RI&E

De RI&E wordt volwassen vanaf 1 Juli 2022 is er veel veranderd M.B.T. van uw RI&E.

Per 1 juli 2022 verandert er veel m.b.t. uw RI&E

Vanaf 1 januari 1994 moeten bedrijven een Risico-Inventarisatie en -Evaluatie hebben. Veel bedrijven hebben al meerdere malen de RI&E uitgevoerd. De RI&E is de basis voor minder ongevallen en verzuim. Het is de basis voor duurzame inzetbaarheid van de medewerkers. De RI&E wordt ook gebruikt om een effectief arbobeleid op te zetten.

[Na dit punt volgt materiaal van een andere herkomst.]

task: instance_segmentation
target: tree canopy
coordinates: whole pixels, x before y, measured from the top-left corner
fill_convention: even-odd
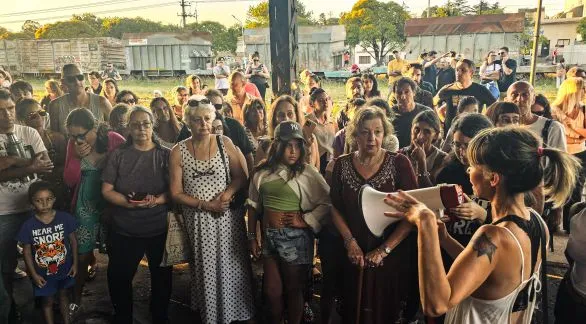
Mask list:
[[[448,0],[441,6],[431,6],[429,9],[431,17],[492,15],[505,12],[498,1],[490,4],[488,0],[480,0],[473,6],[468,5],[467,0]],[[423,10],[421,17],[427,17],[427,9]]]
[[[580,19],[578,27],[576,27],[576,32],[580,34],[582,39],[586,39],[586,18]]]
[[[242,33],[239,25],[226,28],[226,26],[210,20],[188,24],[186,28],[188,30],[210,33],[212,35],[212,51],[214,53],[236,52],[238,36]]]
[[[395,2],[359,0],[352,11],[342,14],[346,43],[361,46],[377,62],[405,43],[404,26],[409,13]]]
[[[301,1],[295,2],[297,11],[297,23],[299,25],[317,25],[313,19],[313,12],[308,11]],[[269,2],[263,1],[257,5],[248,7],[246,13],[245,28],[269,27]]]

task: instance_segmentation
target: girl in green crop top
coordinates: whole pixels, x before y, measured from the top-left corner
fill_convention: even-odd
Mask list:
[[[256,167],[250,184],[248,228],[256,229],[257,215],[263,213],[263,235],[261,249],[256,233],[248,232],[249,245],[256,258],[261,253],[263,256],[270,323],[282,322],[284,305],[288,323],[301,322],[313,261],[313,233],[319,230],[319,221],[329,209],[329,187],[325,181],[320,186],[319,180],[313,180],[321,176],[304,163],[305,144],[299,124],[279,124],[268,157]],[[307,189],[315,187],[323,190],[315,190],[316,194]],[[308,196],[325,197],[318,200]]]

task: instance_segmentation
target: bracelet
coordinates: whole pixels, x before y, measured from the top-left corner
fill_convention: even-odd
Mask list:
[[[256,232],[246,232],[246,237],[249,241],[256,240]]]
[[[203,205],[203,200],[201,200],[201,199],[200,199],[200,200],[197,202],[197,209],[200,209],[200,210],[201,210],[201,205]]]
[[[425,171],[423,173],[418,173],[417,177],[429,177],[431,176],[431,173],[429,173],[429,171]]]
[[[354,236],[350,236],[348,238],[344,239],[344,248],[348,248],[348,245],[350,244],[350,242],[355,241],[356,239],[354,238]]]

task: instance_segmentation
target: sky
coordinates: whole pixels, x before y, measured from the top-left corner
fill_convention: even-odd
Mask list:
[[[386,0],[383,0],[386,1]],[[396,2],[404,0],[395,0]],[[430,0],[431,5],[442,5],[446,0]],[[67,20],[72,14],[91,12],[99,17],[143,17],[163,23],[180,24],[181,0],[7,0],[0,11],[0,26],[11,31],[19,31],[27,19],[39,21],[41,24]],[[187,2],[187,1],[186,1]],[[260,0],[192,0],[187,11],[193,14],[197,9],[198,21],[213,20],[231,26],[246,20],[246,11],[250,5]],[[338,17],[341,12],[350,11],[356,0],[302,0],[315,17],[320,13]],[[428,0],[404,1],[408,10],[419,16],[427,7]],[[470,5],[479,0],[468,0]],[[489,3],[493,3],[489,0]],[[501,0],[503,3],[513,1]],[[517,12],[519,8],[534,8],[537,0],[517,0],[514,4],[505,5],[506,12]],[[563,10],[564,0],[543,0],[546,15],[553,15]],[[34,9],[31,9],[34,8]],[[187,23],[195,22],[195,17],[188,17]]]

Per 1 juli 2022 gaan de criteria van de RI&E en het toetsingsmodel van de RI&E veranderen. Hierdoor wordt de RI&E op een hoger niveau gebracht.

Uitvoering RI&E:  

De uitvoerders van de RI&E moeten alle arbeidsrisico’s inventariseren, inclusief de achterliggende grondoorzaken. De toevoeging achterliggende grondoorzaken houdt in dat de RI&E niet alleen een opsomming mag zijn van symptomen, maar dat de opstellers ook moeten onderzoeken hoe die symptomen zijn ontstaan. Dat zijn de feitelijke risico’s die zij moeten beschrijven: de achterliggende oorzaken van de risico’s (basisrisicofactoren).  
De uitvoerders moeten ook de risicobeperkende maatregelen voor de aanwezige risico’s beschrijven.
Er wordt gebruikgemaakt van de aanwezige gegevens uit de verzuimbegeleiding, het arbeidsomstandighedenspreekuur van de bedrijfsarts en de eerder uitgevoerde arbeidsgezondheidskundige onderzoeken.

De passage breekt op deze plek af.